NEW People’s Party (新民黨) chairwoman Regina Ip Lau Suk-yee (葉劉淑儀) has suggested that Hong Kong Federation of Students (HKFS, 香港專上學生聯會) representatives be given seats on the Nominating Committee (提名委員會) for the chief executive election.
Ip said the 1,200-strong committee, which will vet candidates for the 2017 chief executive election, should include representatives of young people and women.
Ip, a lawmaker and Executive Council (行政會議) member, said the number of representatives from the agriculture and fisheries sector in the committee could be cut back, from 60 to 40.
Ip’s comments came after she and party members had a meeting with Chief Secretary (政務司司長) Carrie Lam Cheng Yuet-ngor (林鄭月娥), head of the three-person task force on political reform.
Lam’s talks last month with the HKFS, a key player in Occupy Central (佔領中環), failed to end the protest, which enters its 49th day today.
But Ip said the Scholarism (學民思潮 ) group should not be included as many of its members are still in school and some are aged below 18. Its convener Joshua Wong Chi-fung (黃之鋒), who is the public face of the Occupy Movement, just turned 18.
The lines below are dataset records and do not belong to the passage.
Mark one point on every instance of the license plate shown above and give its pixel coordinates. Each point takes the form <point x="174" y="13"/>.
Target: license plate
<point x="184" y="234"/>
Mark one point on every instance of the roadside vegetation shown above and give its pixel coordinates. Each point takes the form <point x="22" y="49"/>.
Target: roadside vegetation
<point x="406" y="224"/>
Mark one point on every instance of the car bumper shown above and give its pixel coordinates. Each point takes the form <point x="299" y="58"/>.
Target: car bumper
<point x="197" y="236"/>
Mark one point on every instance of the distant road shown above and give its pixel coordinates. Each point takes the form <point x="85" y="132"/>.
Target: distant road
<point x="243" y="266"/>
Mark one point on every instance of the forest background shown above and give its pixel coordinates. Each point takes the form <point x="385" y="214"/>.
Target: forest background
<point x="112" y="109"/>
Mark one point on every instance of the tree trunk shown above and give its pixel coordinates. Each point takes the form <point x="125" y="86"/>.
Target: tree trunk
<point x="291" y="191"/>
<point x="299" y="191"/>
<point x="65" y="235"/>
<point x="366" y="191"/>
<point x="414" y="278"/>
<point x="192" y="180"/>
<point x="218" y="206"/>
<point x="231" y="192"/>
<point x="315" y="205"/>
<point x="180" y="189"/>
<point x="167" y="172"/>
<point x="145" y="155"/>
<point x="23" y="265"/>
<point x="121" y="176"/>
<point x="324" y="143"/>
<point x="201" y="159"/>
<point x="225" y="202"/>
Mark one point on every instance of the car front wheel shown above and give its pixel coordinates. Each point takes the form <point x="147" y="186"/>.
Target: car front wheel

Ip said the government plans to table the proposed political reform to Legco (立法會) for voting in June or July, after a second round of consultation is held in the fourth quarter this year.
She said the government may consider allocating 20 places in the committee to young people, women and other sectors.
Party vice chairman Michael Tien Puk-sun (田北辰) said he hopes Chief Executive (行政長官) Leung Chun-ying (梁振英) can persuade some sectors to accept replacing corporate votes with individual ballots.
Meanwhile, a row is brewing over a proposed revision of the Liberal Studies course in secondary schools.
According to one report, pro-establishment lawmakers met with Leung on 10 October, during which they suggested the month-long Occupy Movement, was triggered by the subject.
Ip said the Liberal Studies curriculum was released after a long deliberation. If it is to be reviewed, it should be carried out by the education sector and not on the order of government officials.